Sardines Millésimées

Catégories

Des sardines « haute couture »

Initiée par Henriette Jourdan, la fabrication des sardines « à l’ancienne » suit un protocole très précis de gestes effectués par les sardinières de La Quiberonnaise qu’elles seules pratiquent scrupuleusement.

Les sardines fraîches (48H maximum entre la pêche et la mise en boîte) arrivent sur les tables des sardinières qui les salent puis les étripent et les étêtent avant de les plonger plusieurs minutes dans la saumure (eau de mer saturée en sel).

Une fois installées sur des grilles, elles sont rincées à l’eau douce puis séchées environ 2H dans le tunnel de séchage. Un énorme ventilateur propulse l'air à température ambiante et/ou à 35°C suivant la taille de la sardine. Pour les boîtes de sardines à l'ancienne de la conserverie La Quiberonnaise, la sélection est de minimum 20 sardines au kilo, soit un poids unitaire toujours inférieur à 50gr.

Elles sont ensuite frites avec de l’huile de tournesol oléique (taux d’acide oléique de près de 82 % similaire à celui de l’huile d’olive) à température d’ébullition. Le principe est de faire traverser les grilles de sardines dans le bain d'huile bouillante. Le temps de la traversée correspond au temps de cuisson, déterminé par la grosseur de la sardine.

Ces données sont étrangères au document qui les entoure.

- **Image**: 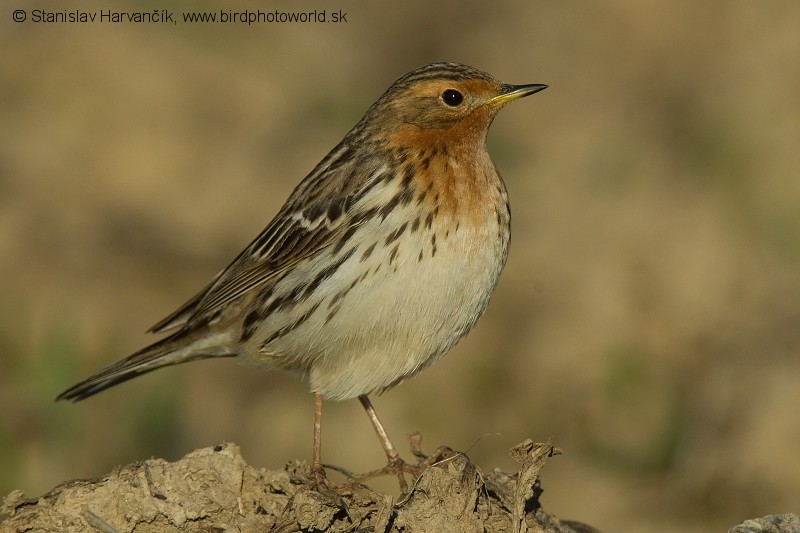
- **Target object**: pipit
[58,63,546,487]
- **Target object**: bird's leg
[311,394,326,483]
[358,394,411,492]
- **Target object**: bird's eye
[442,89,464,107]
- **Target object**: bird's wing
[149,147,385,333]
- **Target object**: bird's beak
[486,83,547,105]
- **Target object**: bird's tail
[56,331,238,402]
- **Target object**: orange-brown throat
[390,114,502,224]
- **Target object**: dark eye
[442,89,464,107]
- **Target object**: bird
[57,62,547,488]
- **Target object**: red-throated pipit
[58,63,546,486]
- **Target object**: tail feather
[56,331,238,402]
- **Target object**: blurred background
[0,0,800,532]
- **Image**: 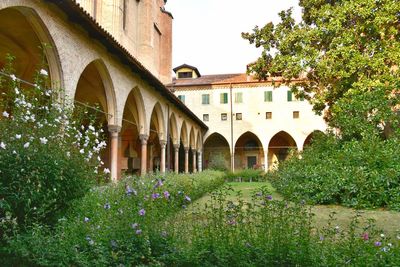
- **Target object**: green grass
[195,182,400,239]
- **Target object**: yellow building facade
[168,64,326,170]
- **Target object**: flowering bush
[0,56,105,237]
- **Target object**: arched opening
[147,103,164,174]
[74,61,114,172]
[268,131,297,169]
[120,89,143,174]
[235,132,264,169]
[303,130,324,149]
[179,122,189,172]
[0,7,61,95]
[203,133,231,170]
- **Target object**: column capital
[108,124,121,133]
[160,140,167,148]
[139,134,149,145]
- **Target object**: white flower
[40,69,49,76]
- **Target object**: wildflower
[126,185,137,196]
[362,233,369,241]
[164,191,170,199]
[39,69,49,76]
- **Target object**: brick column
[108,125,121,182]
[139,134,149,175]
[197,150,203,172]
[174,144,180,173]
[192,149,197,173]
[184,147,189,173]
[160,140,167,173]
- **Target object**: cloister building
[168,64,326,170]
[0,0,208,180]
[0,0,325,180]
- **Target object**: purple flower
[126,185,137,196]
[362,233,369,241]
[151,193,160,199]
[164,191,170,199]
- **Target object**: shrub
[226,169,265,182]
[0,57,105,241]
[268,136,400,210]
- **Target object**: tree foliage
[242,0,400,139]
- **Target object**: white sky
[165,0,300,75]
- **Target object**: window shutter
[288,91,293,102]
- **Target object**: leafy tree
[242,0,400,139]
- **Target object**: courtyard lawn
[192,182,400,236]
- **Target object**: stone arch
[169,112,179,144]
[268,131,298,169]
[0,6,63,87]
[150,101,166,140]
[303,130,324,149]
[203,132,231,170]
[180,121,189,147]
[234,131,265,169]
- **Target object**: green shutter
[288,91,293,102]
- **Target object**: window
[288,91,293,102]
[264,91,272,102]
[178,95,185,103]
[201,94,210,105]
[220,93,228,104]
[235,92,243,103]
[178,71,193,78]
[221,113,228,121]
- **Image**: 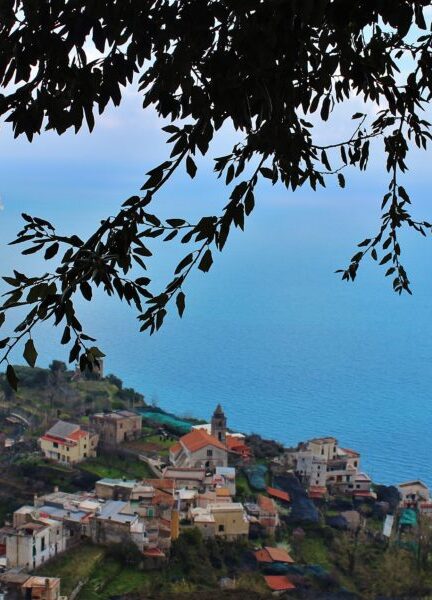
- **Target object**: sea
[0,99,432,485]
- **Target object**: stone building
[39,421,98,465]
[170,429,228,470]
[190,502,249,540]
[2,519,66,570]
[90,410,142,447]
[293,437,372,496]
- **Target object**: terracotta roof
[180,429,226,452]
[341,448,360,458]
[170,442,182,454]
[41,433,76,446]
[266,487,291,502]
[143,479,174,490]
[308,485,327,499]
[264,575,295,592]
[144,548,165,558]
[258,494,277,513]
[353,490,376,498]
[216,488,231,498]
[255,548,273,563]
[255,546,294,564]
[225,435,252,454]
[68,429,87,441]
[397,479,428,490]
[152,490,175,506]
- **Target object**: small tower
[211,404,226,444]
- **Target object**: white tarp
[383,515,394,537]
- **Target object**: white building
[397,480,431,506]
[294,437,372,495]
[6,519,66,570]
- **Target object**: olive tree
[0,0,432,386]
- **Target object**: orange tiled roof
[308,485,327,500]
[341,448,360,458]
[225,435,251,454]
[264,575,295,592]
[266,487,291,502]
[170,442,181,454]
[180,429,226,452]
[144,548,165,558]
[41,433,76,446]
[258,494,277,513]
[255,548,273,563]
[152,490,175,506]
[144,479,174,490]
[68,429,87,441]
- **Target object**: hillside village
[0,364,432,600]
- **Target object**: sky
[0,34,432,483]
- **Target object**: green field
[80,455,154,479]
[36,544,106,598]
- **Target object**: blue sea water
[0,101,432,485]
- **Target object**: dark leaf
[198,248,213,273]
[23,338,37,367]
[6,365,19,391]
[176,292,185,317]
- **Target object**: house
[189,506,216,539]
[0,571,61,600]
[293,437,372,495]
[39,421,98,465]
[192,404,252,462]
[95,477,138,500]
[33,480,176,551]
[255,546,295,565]
[397,480,431,507]
[89,410,142,447]
[169,429,228,470]
[264,575,295,595]
[21,575,60,600]
[190,502,249,540]
[212,467,236,496]
[89,500,149,552]
[266,486,291,503]
[257,494,280,535]
[160,467,206,489]
[3,517,67,570]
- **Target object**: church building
[170,404,250,471]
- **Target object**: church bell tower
[211,404,226,444]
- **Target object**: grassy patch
[80,454,153,479]
[301,531,332,569]
[36,544,106,600]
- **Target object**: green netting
[245,465,268,490]
[399,508,417,527]
[141,410,192,433]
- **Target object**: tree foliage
[0,0,432,384]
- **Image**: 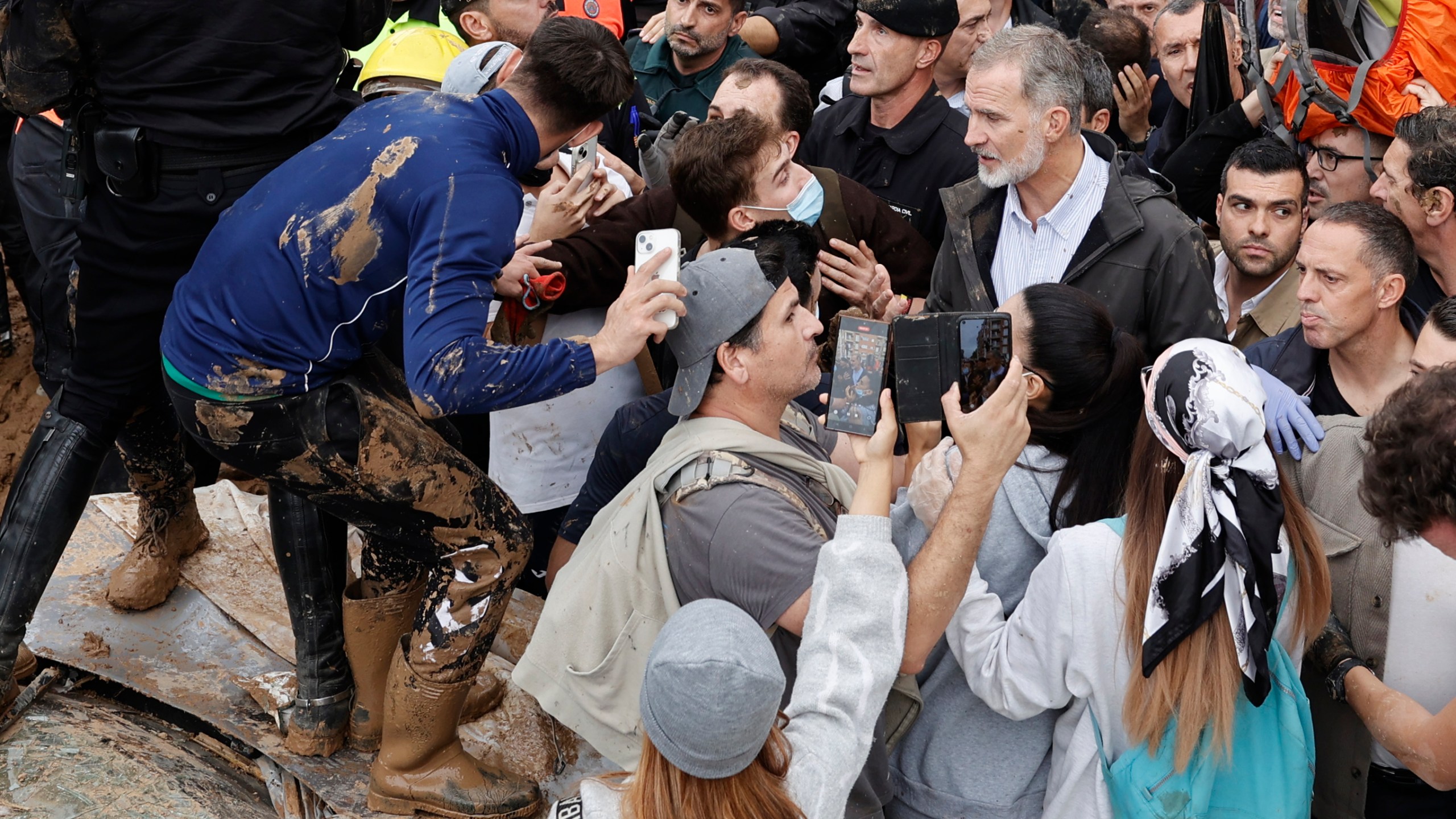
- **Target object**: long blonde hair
[1121,423,1329,771]
[613,711,805,819]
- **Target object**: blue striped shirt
[991,138,1111,301]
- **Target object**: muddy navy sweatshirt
[162,90,597,414]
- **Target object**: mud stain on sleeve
[197,401,253,443]
[207,357,288,395]
[278,137,419,284]
[425,173,454,315]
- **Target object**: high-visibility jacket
[561,0,627,39]
[1279,0,1456,140]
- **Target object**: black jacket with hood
[926,131,1227,360]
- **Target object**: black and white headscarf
[1143,338,1290,705]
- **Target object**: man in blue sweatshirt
[162,18,684,816]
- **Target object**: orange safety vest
[1277,0,1456,140]
[561,0,627,39]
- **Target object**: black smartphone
[892,313,954,424]
[824,316,890,436]
[959,313,1011,412]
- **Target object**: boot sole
[364,787,546,819]
[283,731,348,756]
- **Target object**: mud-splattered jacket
[926,131,1227,361]
[162,90,597,415]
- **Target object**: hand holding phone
[941,358,1031,484]
[634,228,683,329]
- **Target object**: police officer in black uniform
[0,0,389,704]
[798,0,975,248]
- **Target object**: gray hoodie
[885,446,1066,819]
[548,514,903,819]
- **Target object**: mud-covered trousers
[167,358,531,682]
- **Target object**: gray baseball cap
[440,39,520,93]
[667,248,779,417]
[640,599,786,780]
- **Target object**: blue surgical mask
[746,173,824,225]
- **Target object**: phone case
[891,313,959,424]
[634,228,683,329]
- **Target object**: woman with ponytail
[885,284,1144,819]
[946,340,1331,819]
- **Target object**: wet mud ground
[0,686,275,819]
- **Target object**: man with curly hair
[1283,297,1456,819]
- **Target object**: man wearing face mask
[540,60,935,332]
[799,0,985,246]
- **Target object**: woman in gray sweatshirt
[885,284,1144,819]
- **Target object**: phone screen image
[959,313,1011,412]
[824,318,890,436]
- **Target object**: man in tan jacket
[1213,140,1309,350]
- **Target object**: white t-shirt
[1370,536,1456,768]
[488,155,644,514]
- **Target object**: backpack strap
[664,449,842,541]
[809,166,859,245]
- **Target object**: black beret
[855,0,961,36]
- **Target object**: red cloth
[495,272,566,338]
[1279,0,1456,140]
[561,0,627,39]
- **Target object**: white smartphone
[634,228,683,329]
[561,137,597,175]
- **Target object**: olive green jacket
[1280,415,1393,819]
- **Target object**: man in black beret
[798,0,975,250]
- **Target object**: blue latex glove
[1254,367,1325,461]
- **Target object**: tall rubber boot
[268,487,354,756]
[0,405,111,702]
[366,647,541,819]
[344,580,505,752]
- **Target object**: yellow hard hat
[359,26,466,88]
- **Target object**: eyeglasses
[1300,143,1385,173]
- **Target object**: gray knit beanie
[642,599,785,780]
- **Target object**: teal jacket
[627,35,759,121]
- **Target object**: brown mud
[0,286,48,508]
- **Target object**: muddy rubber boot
[268,487,354,756]
[344,580,425,752]
[0,402,111,700]
[460,675,505,726]
[0,643,38,711]
[344,580,505,752]
[367,648,541,819]
[106,490,210,612]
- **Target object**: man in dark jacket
[0,0,389,700]
[799,0,975,248]
[540,60,935,324]
[1243,202,1425,415]
[926,26,1226,358]
[626,0,756,121]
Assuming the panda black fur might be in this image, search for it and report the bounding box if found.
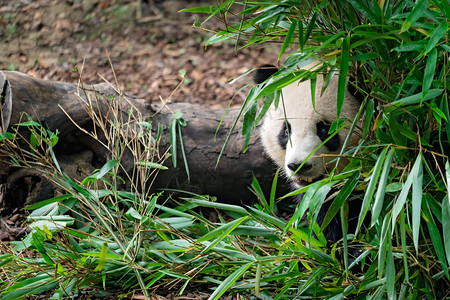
[254,65,361,253]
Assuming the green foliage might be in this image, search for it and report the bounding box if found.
[0,0,450,299]
[184,0,450,299]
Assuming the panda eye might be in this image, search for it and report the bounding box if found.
[316,120,341,151]
[278,121,292,150]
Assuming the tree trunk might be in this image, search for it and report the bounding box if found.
[0,71,287,214]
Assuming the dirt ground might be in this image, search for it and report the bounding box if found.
[0,0,277,299]
[0,0,277,107]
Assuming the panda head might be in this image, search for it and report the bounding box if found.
[254,65,360,188]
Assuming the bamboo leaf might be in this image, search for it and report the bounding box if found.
[423,199,450,278]
[337,35,350,119]
[321,172,361,229]
[169,119,179,168]
[371,149,394,226]
[424,20,448,55]
[94,242,108,272]
[411,153,423,253]
[208,262,254,300]
[277,19,297,62]
[400,0,428,32]
[422,48,437,101]
[442,195,450,265]
[355,147,388,236]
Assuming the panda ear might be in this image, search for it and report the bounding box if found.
[253,64,278,84]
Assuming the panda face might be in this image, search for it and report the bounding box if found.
[260,69,360,187]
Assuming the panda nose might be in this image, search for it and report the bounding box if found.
[288,162,312,172]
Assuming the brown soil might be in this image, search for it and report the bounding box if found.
[0,0,277,107]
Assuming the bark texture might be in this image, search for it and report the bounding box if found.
[0,71,287,214]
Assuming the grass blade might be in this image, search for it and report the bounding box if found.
[277,19,297,62]
[400,0,428,32]
[337,35,350,120]
[208,262,254,300]
[371,149,394,226]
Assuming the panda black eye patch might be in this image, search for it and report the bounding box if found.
[316,120,341,151]
[278,120,292,150]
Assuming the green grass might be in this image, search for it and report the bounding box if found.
[0,0,450,299]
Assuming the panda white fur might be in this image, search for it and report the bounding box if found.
[254,65,361,247]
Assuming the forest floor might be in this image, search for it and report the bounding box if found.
[0,0,277,299]
[0,0,277,107]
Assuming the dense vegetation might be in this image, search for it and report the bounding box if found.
[0,0,450,299]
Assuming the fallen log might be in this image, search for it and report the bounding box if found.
[0,71,287,214]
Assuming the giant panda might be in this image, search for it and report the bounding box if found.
[254,63,361,253]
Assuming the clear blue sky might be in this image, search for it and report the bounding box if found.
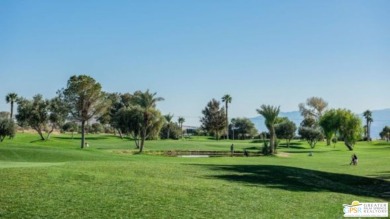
[0,0,390,125]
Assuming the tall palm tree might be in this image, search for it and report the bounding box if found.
[363,110,374,141]
[222,94,232,139]
[177,116,186,136]
[133,90,164,152]
[164,114,173,139]
[256,104,280,154]
[5,93,18,119]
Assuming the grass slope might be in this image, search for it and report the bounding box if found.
[0,134,390,218]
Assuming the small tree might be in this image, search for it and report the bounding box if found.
[177,116,186,137]
[164,113,173,139]
[16,94,67,140]
[0,117,16,142]
[91,123,104,134]
[337,109,363,151]
[59,75,109,148]
[160,123,182,139]
[222,94,232,139]
[275,118,297,147]
[200,99,226,140]
[229,118,258,139]
[116,106,164,149]
[319,109,340,146]
[62,122,79,139]
[363,110,374,141]
[257,105,280,154]
[5,93,18,119]
[379,126,390,142]
[298,126,324,148]
[299,97,328,121]
[132,90,164,153]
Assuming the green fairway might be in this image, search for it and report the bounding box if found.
[0,134,390,218]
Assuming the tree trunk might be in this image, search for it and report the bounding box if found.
[139,128,147,153]
[118,129,123,139]
[35,128,45,141]
[10,101,14,120]
[344,141,353,151]
[81,120,85,148]
[226,104,229,140]
[269,126,276,154]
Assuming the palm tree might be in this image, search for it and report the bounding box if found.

Les grilles de sardines frites sont entreposées à nouveau dans un chariot propre. Les plateaux du chariot sont en pente. L’étape de l’égouttage est cruciale car elle influe directement sur la bonne digestion du produit. Les sardines de La Quiberonnaise, contrairement à la majorité des sardines à l’huile présentes sur le marché, sont égouttées pendant une nuit entière ce qui permet de ne plus retrouver aucune trace d’huile de friture ensuite dans la boîte.  

Le lendemain verra le début de la mise en boîte de ces sardines, cuites la veille.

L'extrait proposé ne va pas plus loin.